Patient Russ DeckerRuss Decker was in pain for almost a year. Prednisone and medication helped, but the pain would always return, causing him to limp and wake up at night. Finally, Russ learned he needed total hip replacement surgery.

Russ and His Surgeon Select the Anterior Approach

After doing extensive research, Russ chose an orthopaedic surgeon experienced in the anterior approach at Wake Forest Baptist Medical Center.

The anterior approach is a minimally invasive hip surgery. This is important for patients, who want to return to work and daily activities as soon as possible.

The procedure uses a specially designed HANA® (hip and knee arthroplasty) orthopaedics table allowing the physician to manipulate the patient’s leg so he can access the hip from the front, versus the back. The result is less tissue damage than with traditional surgery.

During the operation, the doctor accesses and replaces the hip joint between muscles, rather than detaching muscles from the pelvis and femur. Preserving the muscle attachment is the key to less pain after surgery and greater hip joint stability.

Rotating the leg inward, the femoral head and acetabulum can be reached.
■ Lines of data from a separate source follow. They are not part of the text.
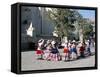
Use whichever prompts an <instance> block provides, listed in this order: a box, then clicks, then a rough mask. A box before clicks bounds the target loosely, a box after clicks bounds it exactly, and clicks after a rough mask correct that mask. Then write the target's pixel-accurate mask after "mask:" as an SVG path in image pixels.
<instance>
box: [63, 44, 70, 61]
mask: <svg viewBox="0 0 100 77" xmlns="http://www.w3.org/2000/svg"><path fill="white" fill-rule="evenodd" d="M64 58H65V59H64V60H65V61H66V60H68V59H69V49H68V44H67V43H65V46H64Z"/></svg>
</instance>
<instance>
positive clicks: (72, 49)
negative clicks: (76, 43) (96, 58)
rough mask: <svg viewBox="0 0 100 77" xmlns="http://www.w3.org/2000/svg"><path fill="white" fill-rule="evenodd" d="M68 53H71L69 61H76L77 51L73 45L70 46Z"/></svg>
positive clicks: (72, 44)
mask: <svg viewBox="0 0 100 77" xmlns="http://www.w3.org/2000/svg"><path fill="white" fill-rule="evenodd" d="M70 51H71V60H75V59H77V49H76V45H75V43H73V44H72V46H71V49H70Z"/></svg>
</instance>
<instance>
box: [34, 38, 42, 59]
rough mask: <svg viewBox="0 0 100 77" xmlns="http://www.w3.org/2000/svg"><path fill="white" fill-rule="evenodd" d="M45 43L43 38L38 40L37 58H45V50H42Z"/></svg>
mask: <svg viewBox="0 0 100 77" xmlns="http://www.w3.org/2000/svg"><path fill="white" fill-rule="evenodd" d="M43 43H44V40H43V39H41V40H39V41H38V48H37V50H36V54H37V59H43V54H44V52H43V51H42V46H43Z"/></svg>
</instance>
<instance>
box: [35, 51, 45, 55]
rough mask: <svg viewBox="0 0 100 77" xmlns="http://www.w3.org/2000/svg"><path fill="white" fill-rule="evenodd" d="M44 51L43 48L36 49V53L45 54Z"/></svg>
mask: <svg viewBox="0 0 100 77" xmlns="http://www.w3.org/2000/svg"><path fill="white" fill-rule="evenodd" d="M43 53H44V52H43V51H42V50H36V54H43Z"/></svg>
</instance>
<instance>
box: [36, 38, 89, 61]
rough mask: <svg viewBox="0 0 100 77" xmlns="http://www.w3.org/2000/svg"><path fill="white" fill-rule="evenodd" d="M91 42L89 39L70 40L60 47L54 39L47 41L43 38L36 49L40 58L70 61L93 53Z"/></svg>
mask: <svg viewBox="0 0 100 77" xmlns="http://www.w3.org/2000/svg"><path fill="white" fill-rule="evenodd" d="M90 45H91V42H90V41H89V40H88V41H87V42H86V43H85V42H75V41H69V42H65V43H64V44H63V48H62V49H59V48H58V43H57V42H56V41H54V40H47V41H46V42H45V41H44V40H43V39H40V40H39V41H38V47H37V50H36V55H37V59H38V60H47V61H61V60H64V61H70V60H76V59H79V58H84V57H86V56H87V55H86V54H85V53H87V54H88V56H89V55H91V50H90Z"/></svg>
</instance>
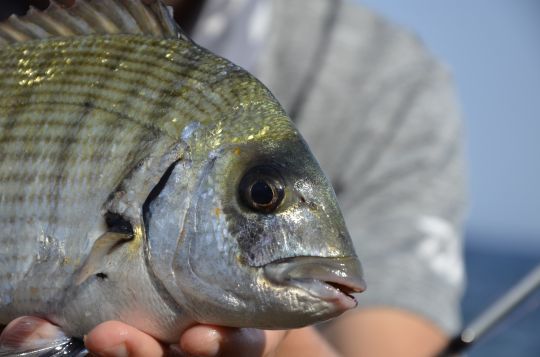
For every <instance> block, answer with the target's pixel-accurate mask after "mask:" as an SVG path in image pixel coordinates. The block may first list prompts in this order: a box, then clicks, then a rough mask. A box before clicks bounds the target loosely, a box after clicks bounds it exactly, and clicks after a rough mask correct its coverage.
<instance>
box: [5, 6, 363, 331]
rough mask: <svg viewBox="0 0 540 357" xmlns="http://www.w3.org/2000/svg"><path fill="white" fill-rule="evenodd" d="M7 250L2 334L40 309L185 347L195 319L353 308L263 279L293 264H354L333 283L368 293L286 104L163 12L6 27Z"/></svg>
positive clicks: (268, 280)
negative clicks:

The doctor trims the damaged or diseased areas and replaces them with a femoral head implant and an acetabular prosthesis. He then rotates the leg outward so that the femoral head implant fits into the acetabular prosthesis.

This approach results in shorter hospital stays, less pain, quicker recovery and rehabilitation, and less risk for hip dislocation.

Patients are usually able to bear full weight soon after surgery. Risk of dislocation is lower because the incision size is smaller and the muscles that support the hip joint are still intact.

Not all hip replacement patients are eligible for this surgery. For example, patients with previous fractures or defects may not be candidates.

Russ Hits the Golf Course One Month After Surgery

Russ had his surgery on Wednesday, left the hospital on Saturday, and walked into church with the help of a cane on Sunday. Before long, he threw away his cane and was back to golfing.

“I didn’t have any real pain,” Russ said. “Every once in a while, I took some over-the-counter pain medication, but that was it!”